President Trump has levied attacks on abortion and birth control and pushed cruel anti-family budget and tax policies. His administration has also proposed budgets that slash the funding for nutrition, housing and health care programs that Black women and families need to thrive. And Congress has failed to reauthorize the Children’s Health Insurance Program — also known as CHIP — which covers almost 9 million U.S. children.

But we’re fighting back.

In Alabama, the role of Black women in electing Doug Jones who supports abortion access in a race most considered impossible to win by a Democrat was finally recognized. Black women are also rising up to run for office, stage massive marches, push for proactive policy solutions and are leading the way on community organizing and integrated voter engagement.

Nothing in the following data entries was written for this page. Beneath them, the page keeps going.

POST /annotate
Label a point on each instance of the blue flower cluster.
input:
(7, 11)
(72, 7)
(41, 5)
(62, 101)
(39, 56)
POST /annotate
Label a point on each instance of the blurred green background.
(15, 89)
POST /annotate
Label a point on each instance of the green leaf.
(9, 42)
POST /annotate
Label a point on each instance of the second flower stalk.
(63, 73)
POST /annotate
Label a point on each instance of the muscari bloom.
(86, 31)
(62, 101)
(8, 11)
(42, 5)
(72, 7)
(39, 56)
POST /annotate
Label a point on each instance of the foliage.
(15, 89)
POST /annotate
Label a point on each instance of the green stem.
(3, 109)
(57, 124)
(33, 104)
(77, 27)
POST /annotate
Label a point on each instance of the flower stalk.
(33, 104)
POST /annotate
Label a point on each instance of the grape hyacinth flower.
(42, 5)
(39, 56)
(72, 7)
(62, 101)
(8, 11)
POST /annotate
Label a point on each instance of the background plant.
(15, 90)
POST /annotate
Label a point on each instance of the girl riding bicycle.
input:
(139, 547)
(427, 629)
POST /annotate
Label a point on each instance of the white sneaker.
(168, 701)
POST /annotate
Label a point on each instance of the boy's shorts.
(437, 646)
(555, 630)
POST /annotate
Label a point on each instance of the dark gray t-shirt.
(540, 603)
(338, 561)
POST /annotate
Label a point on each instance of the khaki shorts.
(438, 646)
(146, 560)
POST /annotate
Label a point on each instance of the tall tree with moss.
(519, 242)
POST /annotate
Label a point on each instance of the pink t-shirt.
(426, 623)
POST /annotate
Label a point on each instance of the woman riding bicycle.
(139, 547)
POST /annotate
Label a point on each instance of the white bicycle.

In Pennsylvania, New Voices for Reproductive Justice led advocacy efforts that contributed to the ultimate veto of Senate Bill 3 by Governor Tom Wolf, which proposed banning abortions after 20 weeks with no exceptions for rape or incest. In 2017, 21 states adopted 58 new proactive measures protecting reproductive health care access and information, a sharp uptick from the 28 enacted in 2016. In Illinois, Black women leaders from the Illinois Caucus for Adolescent Health and the Chicago Abortion fund played key roles in passing HB 40, which expanded Medicaid coverage for abortions and protects legal abortion in the state if Roe is overturned.

For too long, Black women have been told to wait their turn. Democrats and Republicans alike have taken our votes for granted while ignoring our needs. But their time is up. We will no longer accept race and gender oppression in our politics, democracy and the overall treatment of women across this nation.

It’s time for this country to put our issues – the issues of Black women – in the center of the political table and follow the leadership of Black women as we build a better future that affirms human rights of all.

La’Tasha D. Mayes is the founder and executive director of New Voices for Reproductive Justice.